Historiker nähern sich dem Leben Muhammads durch eine Kombination aus frühen muslimischen Chroniken, späteren Hadith-Sammlungen und kritischen Methoden, die versuchen, die Zuverlässigkeit überlieferter Berichte zu bewerten. Während muslimische Quellen eine detaillierte Erzählung von Ereignissen bieten – Daten wie die Hijra (622 n. Chr.) und die Abschiedswallfahrt (ca. 632 n. Chr.) sind zentral für das kollektive Gedächtnis – fragt die historisch-kritische Forschung, wie mündliche Überlieferung, regionale Variationen und rückblickende redaktionelle Aktivitäten den Korpus der frühen Texte prägten. Diese historiographische Unterscheidung zwischen traditionellen Berichten und kritischer Forschung ist ein wichtiges Thema in modernen Studien über das Leben Muhammads.

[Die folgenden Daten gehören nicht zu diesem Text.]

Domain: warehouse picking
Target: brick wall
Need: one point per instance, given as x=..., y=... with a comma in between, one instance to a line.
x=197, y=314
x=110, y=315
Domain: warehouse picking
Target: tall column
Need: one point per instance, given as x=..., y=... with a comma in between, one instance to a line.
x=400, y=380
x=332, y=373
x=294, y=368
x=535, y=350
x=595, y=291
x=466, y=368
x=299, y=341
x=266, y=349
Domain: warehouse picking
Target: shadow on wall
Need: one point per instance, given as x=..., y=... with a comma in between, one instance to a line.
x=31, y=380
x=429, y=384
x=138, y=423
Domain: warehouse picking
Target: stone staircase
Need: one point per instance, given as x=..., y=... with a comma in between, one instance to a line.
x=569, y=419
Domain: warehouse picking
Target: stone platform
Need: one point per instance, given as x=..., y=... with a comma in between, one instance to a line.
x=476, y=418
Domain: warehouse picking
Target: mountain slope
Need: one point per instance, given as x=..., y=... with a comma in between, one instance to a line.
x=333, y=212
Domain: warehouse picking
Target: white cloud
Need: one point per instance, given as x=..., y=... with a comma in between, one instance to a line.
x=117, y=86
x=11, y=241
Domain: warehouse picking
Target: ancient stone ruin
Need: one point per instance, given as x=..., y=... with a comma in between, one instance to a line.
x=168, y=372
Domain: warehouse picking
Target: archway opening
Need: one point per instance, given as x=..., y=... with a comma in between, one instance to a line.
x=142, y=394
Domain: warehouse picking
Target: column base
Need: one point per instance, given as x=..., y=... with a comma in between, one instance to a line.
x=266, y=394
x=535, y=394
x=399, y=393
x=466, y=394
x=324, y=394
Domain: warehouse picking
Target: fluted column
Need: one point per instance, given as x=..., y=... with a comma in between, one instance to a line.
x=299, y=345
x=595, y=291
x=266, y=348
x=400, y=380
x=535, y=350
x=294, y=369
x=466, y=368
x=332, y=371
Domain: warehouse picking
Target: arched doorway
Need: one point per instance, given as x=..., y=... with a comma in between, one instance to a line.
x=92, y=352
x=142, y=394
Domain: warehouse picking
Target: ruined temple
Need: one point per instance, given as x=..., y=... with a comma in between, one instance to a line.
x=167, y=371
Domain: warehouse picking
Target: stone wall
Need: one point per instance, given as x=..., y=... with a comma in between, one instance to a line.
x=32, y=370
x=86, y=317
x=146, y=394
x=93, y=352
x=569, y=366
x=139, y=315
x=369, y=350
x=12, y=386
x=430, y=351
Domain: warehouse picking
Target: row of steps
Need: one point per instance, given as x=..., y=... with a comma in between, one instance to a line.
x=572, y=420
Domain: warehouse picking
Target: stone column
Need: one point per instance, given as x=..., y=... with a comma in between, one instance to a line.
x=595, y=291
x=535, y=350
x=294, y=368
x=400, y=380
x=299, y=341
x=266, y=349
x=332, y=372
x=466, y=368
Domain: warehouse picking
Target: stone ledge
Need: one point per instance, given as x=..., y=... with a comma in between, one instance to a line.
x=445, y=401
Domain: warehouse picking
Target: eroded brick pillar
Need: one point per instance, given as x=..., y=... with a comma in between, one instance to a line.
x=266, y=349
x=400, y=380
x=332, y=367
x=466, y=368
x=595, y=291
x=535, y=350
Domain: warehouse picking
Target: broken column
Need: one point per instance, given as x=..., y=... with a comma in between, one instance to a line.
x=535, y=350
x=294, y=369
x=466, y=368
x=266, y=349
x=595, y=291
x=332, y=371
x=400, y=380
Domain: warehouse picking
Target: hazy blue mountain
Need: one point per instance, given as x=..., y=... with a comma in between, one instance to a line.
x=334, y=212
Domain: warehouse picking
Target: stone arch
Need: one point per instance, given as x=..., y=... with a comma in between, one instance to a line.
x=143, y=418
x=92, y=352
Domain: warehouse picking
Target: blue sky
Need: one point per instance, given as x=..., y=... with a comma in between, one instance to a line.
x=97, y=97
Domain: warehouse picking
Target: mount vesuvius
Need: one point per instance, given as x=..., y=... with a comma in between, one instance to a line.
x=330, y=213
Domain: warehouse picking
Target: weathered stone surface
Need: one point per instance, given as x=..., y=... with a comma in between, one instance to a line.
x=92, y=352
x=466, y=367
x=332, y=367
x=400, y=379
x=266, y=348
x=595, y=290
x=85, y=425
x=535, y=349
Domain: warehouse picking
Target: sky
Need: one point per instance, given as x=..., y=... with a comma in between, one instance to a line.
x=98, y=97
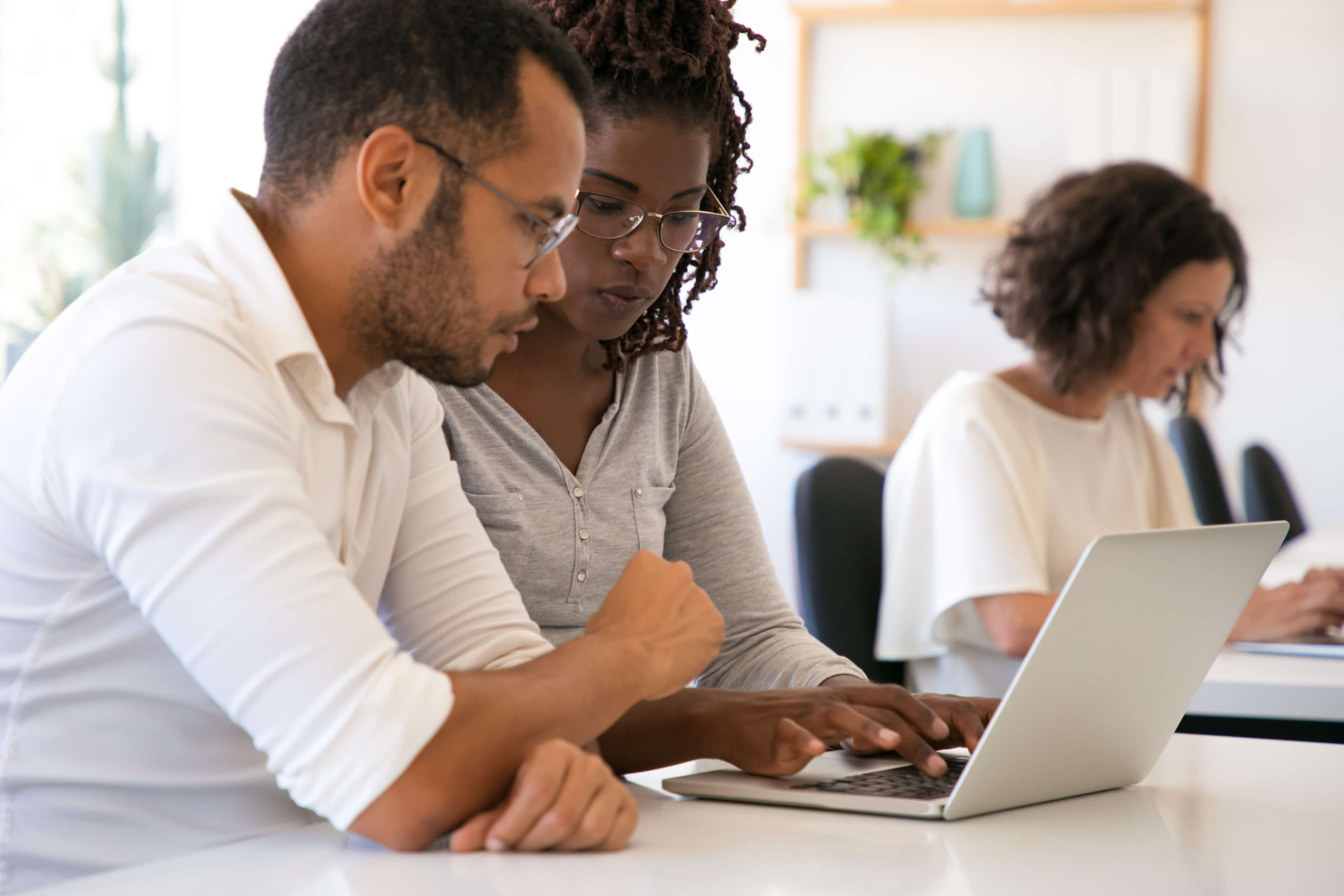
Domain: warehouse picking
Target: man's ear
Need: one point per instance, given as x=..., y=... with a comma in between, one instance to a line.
x=394, y=178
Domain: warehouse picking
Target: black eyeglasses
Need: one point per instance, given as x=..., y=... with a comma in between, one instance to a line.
x=680, y=231
x=550, y=233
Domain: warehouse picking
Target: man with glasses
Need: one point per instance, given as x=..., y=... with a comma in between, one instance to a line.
x=240, y=581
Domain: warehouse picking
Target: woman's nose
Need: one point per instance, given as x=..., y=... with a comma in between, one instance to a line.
x=641, y=248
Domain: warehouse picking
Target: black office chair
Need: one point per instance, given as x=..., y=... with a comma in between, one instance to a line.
x=1197, y=457
x=1266, y=492
x=838, y=512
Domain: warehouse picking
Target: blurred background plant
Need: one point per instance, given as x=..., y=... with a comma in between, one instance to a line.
x=878, y=176
x=123, y=206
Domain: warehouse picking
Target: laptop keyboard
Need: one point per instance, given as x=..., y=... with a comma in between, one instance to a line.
x=905, y=782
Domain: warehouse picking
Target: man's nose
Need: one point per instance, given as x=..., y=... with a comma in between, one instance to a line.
x=546, y=278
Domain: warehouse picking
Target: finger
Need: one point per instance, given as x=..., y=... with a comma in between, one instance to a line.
x=917, y=750
x=905, y=705
x=796, y=739
x=847, y=723
x=624, y=825
x=471, y=836
x=596, y=824
x=968, y=725
x=792, y=750
x=584, y=782
x=536, y=789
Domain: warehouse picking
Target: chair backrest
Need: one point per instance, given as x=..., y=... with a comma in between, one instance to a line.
x=1266, y=492
x=838, y=512
x=1197, y=457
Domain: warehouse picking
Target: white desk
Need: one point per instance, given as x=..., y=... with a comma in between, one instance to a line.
x=1218, y=815
x=1257, y=686
x=1279, y=688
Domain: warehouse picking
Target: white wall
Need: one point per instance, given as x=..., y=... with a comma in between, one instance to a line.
x=1277, y=132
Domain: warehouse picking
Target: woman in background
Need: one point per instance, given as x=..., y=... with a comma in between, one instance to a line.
x=596, y=438
x=1123, y=284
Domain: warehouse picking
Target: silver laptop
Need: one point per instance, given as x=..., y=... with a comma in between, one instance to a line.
x=1092, y=706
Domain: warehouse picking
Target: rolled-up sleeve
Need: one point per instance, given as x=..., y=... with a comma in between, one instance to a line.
x=448, y=597
x=209, y=528
x=712, y=524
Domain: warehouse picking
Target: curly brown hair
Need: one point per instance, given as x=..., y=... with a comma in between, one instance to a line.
x=667, y=57
x=1088, y=254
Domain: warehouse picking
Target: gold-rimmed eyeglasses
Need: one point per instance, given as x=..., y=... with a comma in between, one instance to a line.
x=680, y=231
x=549, y=233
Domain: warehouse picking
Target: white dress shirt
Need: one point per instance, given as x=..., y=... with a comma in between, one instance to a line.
x=226, y=594
x=994, y=493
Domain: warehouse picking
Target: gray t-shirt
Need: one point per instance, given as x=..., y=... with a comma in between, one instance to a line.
x=658, y=475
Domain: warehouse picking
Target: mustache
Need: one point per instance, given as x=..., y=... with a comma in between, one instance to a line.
x=518, y=323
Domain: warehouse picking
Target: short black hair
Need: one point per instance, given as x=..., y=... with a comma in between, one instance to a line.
x=1088, y=254
x=432, y=66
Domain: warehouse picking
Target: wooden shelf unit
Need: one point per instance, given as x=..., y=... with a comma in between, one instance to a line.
x=995, y=228
x=881, y=449
x=814, y=15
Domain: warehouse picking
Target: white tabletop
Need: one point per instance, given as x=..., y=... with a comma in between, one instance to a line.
x=1256, y=686
x=1218, y=815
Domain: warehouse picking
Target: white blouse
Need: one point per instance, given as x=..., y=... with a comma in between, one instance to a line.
x=994, y=493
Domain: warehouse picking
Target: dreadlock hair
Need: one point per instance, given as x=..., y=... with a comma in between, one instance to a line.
x=667, y=57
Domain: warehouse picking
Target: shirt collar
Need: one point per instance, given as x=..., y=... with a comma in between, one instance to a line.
x=240, y=256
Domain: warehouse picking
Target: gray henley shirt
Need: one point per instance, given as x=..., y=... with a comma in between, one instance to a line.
x=658, y=475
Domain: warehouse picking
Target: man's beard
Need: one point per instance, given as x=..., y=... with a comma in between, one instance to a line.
x=417, y=301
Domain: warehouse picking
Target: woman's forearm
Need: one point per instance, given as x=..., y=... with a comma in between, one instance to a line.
x=654, y=734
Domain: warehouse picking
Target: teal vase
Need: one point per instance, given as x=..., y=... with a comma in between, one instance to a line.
x=975, y=195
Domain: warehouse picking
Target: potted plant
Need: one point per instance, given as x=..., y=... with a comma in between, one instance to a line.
x=880, y=178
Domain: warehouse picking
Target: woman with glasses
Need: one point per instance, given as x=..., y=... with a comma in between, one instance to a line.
x=596, y=438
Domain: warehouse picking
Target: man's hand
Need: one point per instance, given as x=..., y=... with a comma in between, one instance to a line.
x=564, y=799
x=1311, y=605
x=777, y=733
x=658, y=606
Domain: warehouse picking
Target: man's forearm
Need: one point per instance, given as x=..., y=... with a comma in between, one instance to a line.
x=574, y=692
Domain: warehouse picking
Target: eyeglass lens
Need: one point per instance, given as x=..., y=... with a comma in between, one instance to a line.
x=612, y=218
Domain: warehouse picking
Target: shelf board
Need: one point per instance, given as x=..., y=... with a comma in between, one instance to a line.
x=982, y=8
x=929, y=228
x=881, y=449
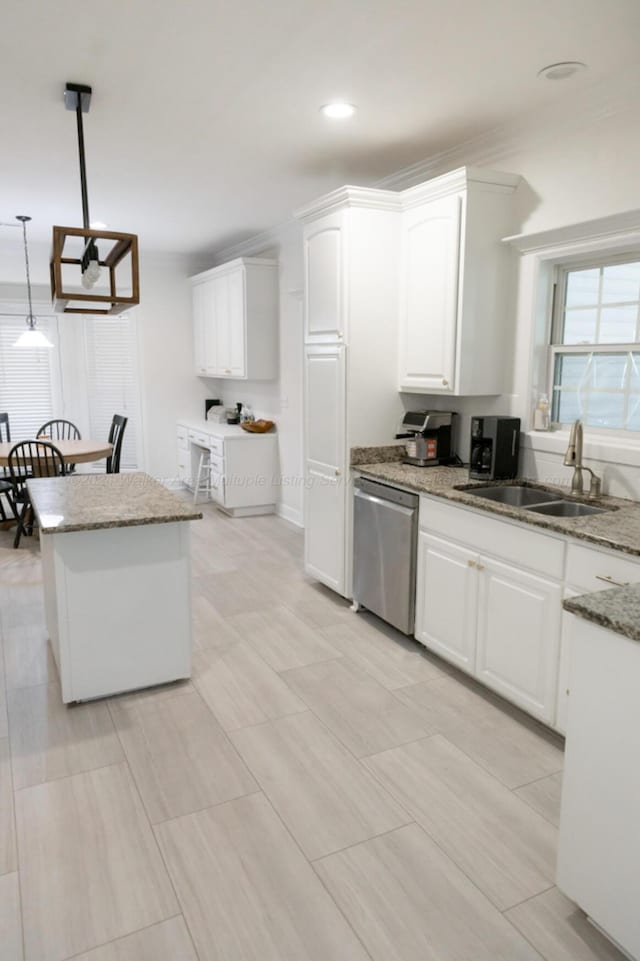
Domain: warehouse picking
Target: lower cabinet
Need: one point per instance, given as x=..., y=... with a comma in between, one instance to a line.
x=324, y=549
x=446, y=600
x=518, y=636
x=494, y=620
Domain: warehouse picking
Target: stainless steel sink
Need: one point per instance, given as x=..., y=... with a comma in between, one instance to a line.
x=513, y=495
x=566, y=509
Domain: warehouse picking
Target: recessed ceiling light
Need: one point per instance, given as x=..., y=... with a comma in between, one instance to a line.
x=561, y=71
x=338, y=111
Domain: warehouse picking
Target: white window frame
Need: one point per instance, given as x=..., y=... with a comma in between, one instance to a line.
x=15, y=310
x=540, y=254
x=557, y=348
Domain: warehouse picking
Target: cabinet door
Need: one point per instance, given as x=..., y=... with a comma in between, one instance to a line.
x=518, y=636
x=223, y=341
x=429, y=295
x=324, y=252
x=564, y=666
x=446, y=600
x=325, y=516
x=200, y=306
x=237, y=314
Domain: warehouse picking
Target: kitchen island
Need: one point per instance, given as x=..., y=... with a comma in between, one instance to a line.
x=599, y=841
x=115, y=557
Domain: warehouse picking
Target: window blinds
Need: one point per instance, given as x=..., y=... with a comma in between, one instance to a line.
x=111, y=363
x=26, y=382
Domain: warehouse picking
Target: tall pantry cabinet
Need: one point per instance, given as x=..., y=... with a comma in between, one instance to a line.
x=351, y=244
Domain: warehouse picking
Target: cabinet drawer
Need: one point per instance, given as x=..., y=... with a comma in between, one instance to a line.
x=216, y=446
x=217, y=463
x=509, y=541
x=197, y=438
x=216, y=487
x=589, y=569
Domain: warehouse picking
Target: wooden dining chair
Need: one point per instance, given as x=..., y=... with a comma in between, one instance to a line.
x=116, y=434
x=29, y=459
x=6, y=487
x=60, y=429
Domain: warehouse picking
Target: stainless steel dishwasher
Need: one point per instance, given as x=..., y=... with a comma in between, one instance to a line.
x=385, y=528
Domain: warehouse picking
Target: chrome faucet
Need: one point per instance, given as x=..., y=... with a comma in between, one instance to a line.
x=573, y=458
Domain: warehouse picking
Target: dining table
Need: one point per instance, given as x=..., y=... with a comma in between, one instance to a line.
x=73, y=451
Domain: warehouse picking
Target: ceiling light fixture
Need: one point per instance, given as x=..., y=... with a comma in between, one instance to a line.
x=77, y=97
x=31, y=337
x=338, y=110
x=562, y=70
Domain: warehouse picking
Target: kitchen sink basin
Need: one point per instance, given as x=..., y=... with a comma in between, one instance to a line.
x=566, y=509
x=513, y=495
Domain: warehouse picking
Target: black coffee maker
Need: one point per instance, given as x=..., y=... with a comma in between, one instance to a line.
x=495, y=446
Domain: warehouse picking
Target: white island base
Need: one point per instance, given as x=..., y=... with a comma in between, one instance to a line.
x=599, y=840
x=118, y=607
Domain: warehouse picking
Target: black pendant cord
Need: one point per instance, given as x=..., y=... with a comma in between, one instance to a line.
x=30, y=319
x=83, y=169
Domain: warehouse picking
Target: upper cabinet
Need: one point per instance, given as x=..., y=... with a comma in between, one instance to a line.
x=235, y=320
x=455, y=283
x=324, y=288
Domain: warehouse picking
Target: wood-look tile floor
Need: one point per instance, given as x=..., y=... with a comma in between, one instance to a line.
x=323, y=789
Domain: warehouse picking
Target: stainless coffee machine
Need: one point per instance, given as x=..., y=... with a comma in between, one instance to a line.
x=429, y=435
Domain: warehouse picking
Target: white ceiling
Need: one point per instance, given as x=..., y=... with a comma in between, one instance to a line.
x=204, y=126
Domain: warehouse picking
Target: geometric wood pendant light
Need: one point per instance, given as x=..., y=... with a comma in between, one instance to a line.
x=82, y=255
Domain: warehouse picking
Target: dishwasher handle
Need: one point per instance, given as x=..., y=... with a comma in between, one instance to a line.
x=387, y=504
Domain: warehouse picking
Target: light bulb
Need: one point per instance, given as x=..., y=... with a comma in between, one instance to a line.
x=91, y=275
x=32, y=338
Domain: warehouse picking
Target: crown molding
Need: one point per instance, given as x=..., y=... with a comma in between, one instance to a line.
x=253, y=245
x=456, y=180
x=349, y=196
x=621, y=229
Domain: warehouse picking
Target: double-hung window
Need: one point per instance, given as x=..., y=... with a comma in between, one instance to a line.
x=29, y=376
x=595, y=348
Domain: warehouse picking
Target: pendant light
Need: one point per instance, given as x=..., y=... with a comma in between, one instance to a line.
x=31, y=337
x=88, y=267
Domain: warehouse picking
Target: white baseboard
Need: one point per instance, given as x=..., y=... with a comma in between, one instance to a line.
x=290, y=514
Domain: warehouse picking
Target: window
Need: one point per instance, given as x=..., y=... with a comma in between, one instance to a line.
x=111, y=364
x=596, y=345
x=28, y=377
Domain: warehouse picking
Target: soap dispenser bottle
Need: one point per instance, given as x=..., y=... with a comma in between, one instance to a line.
x=541, y=418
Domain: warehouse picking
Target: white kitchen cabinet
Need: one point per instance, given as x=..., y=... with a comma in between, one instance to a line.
x=518, y=639
x=324, y=429
x=446, y=600
x=350, y=244
x=429, y=294
x=455, y=312
x=324, y=290
x=588, y=569
x=496, y=616
x=235, y=314
x=203, y=332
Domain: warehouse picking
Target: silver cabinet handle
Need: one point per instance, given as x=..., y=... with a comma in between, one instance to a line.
x=610, y=580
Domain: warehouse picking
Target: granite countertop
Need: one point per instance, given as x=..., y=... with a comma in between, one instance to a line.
x=617, y=609
x=617, y=529
x=89, y=502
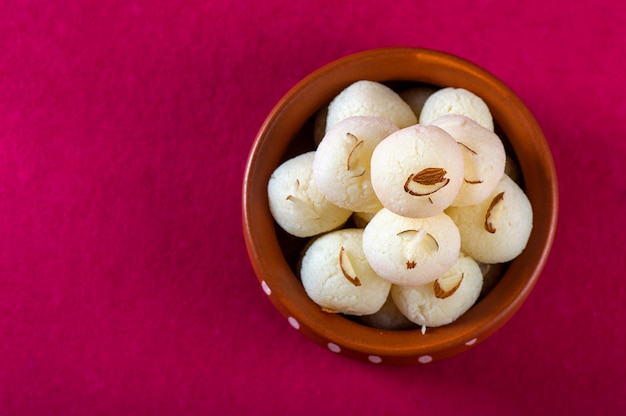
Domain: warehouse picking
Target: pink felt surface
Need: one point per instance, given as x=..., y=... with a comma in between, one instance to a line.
x=125, y=286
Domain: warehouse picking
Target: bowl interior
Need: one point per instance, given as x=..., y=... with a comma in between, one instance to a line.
x=287, y=131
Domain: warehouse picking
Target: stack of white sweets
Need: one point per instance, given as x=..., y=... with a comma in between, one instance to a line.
x=435, y=204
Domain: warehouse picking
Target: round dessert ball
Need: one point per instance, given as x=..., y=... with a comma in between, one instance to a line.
x=456, y=101
x=296, y=204
x=410, y=251
x=341, y=169
x=484, y=157
x=496, y=230
x=362, y=218
x=415, y=97
x=417, y=171
x=388, y=317
x=336, y=275
x=443, y=301
x=369, y=98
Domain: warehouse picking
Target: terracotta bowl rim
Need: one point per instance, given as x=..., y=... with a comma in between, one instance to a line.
x=343, y=335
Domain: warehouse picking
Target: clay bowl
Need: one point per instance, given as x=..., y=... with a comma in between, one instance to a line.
x=287, y=131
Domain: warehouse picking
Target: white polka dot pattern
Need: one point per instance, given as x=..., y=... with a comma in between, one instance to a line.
x=293, y=322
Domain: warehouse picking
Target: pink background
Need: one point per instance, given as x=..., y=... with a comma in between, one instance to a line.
x=125, y=287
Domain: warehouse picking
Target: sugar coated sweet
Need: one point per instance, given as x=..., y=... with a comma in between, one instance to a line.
x=417, y=171
x=295, y=202
x=410, y=251
x=444, y=300
x=341, y=169
x=369, y=98
x=337, y=276
x=483, y=156
x=456, y=101
x=496, y=230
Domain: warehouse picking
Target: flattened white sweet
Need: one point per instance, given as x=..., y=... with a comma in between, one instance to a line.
x=415, y=97
x=456, y=101
x=295, y=202
x=362, y=218
x=341, y=169
x=445, y=300
x=417, y=171
x=410, y=251
x=496, y=230
x=483, y=156
x=369, y=98
x=388, y=317
x=336, y=275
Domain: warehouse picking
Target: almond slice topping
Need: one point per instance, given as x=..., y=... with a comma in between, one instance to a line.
x=347, y=269
x=351, y=160
x=445, y=287
x=488, y=226
x=414, y=239
x=428, y=177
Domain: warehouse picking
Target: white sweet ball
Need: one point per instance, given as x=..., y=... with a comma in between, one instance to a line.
x=445, y=300
x=483, y=156
x=456, y=101
x=336, y=275
x=410, y=251
x=417, y=171
x=496, y=230
x=341, y=169
x=295, y=202
x=369, y=98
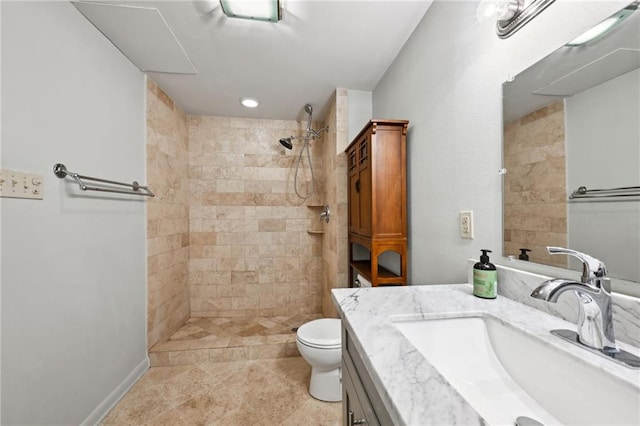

Muhammads Führung nach der Hijra umfasste das Entwerfen gemeinschaftlicher Verträge, das Schlichten von Streitigkeiten und das Erlassen von Richtlinien, die Modelle für nachfolgende Generationen wurden. Die rechtlichen und sozialen Verordnungen der medinensischen Gemeinschaft – bezüglich Ehe, Erbschaft, Krieg und interkommunalen Beziehungen – liefern einen Großteil des normativen Materials, das spätere Juristen in systematisches Recht entwickelten. Die sunnitische Tradition verehrt Muhammad als das vorbildliche menschliche Wesen, dessen Verhalten in Fragen des Rituals, der Ethik und der rechtlichen Auslegung bindend ist; dennoch betonen sunnitische Juristen auch, dass der Prophet innerhalb einer gemeinschaftlichen und historischen Situation handelte, die eine Auslegung durch spätere Gelehrte erforderte.
Muhammads Erbe wird durch zwei Haupttextströme vermittelt: den Quran, der von Muslimen als die wörtliche Offenbarung betrachtet wird, und die Hadith-Literatur, die Berichte über die Worte und Taten des Propheten aufzeichnet. Die sunnitische Gelehrsamkeit entwickelte ausgeklügelte Methoden zur Bestimmung der Authentizität solcher Berichte und produzierte kanonische Sammlungen – Werke, auf die spätere Juristen, Theologen und spirituelle Meister zurückgreifen würden. Muhammads prophetisches Modell lieferte auch die Vorlage für sunnitische Vorstellungen von legitimer Führung: Während das sunnitische Denken keinen unfehlbaren erblichen Klerus systematisiert, betont es das Beispiel des Propheten und seiner Gefährten als Paradigmen ethischer und politischer Autorität.
Als Figur wird Muhammad in der sunnitischen Verehrung mit Ehrfurcht, Nachahmung und wissenschaftlicher Aufmerksamkeit begegnet. Seine Lebensnarrative beleben Predigten, rechtliche Argumentationen und fromme Literatur, und seine artikulierten Normen prägen weiterhin das rechtliche und ethische Denken in sunnitischen Gemeinschaften weltweit. Sowohl als historischer Akteur im siebten Jahrhundert in Arabien als auch als das prophetische Modell, das in der islamischen Tradition artikuliert wird, nimmt Muhammad die zentrale Position ein, von der aus das sunnitische religiöse Leben die Schrift interpretiert, die gemeinschaftliche Identität formt und moralische sowie rechtliche Fragen entscheidet.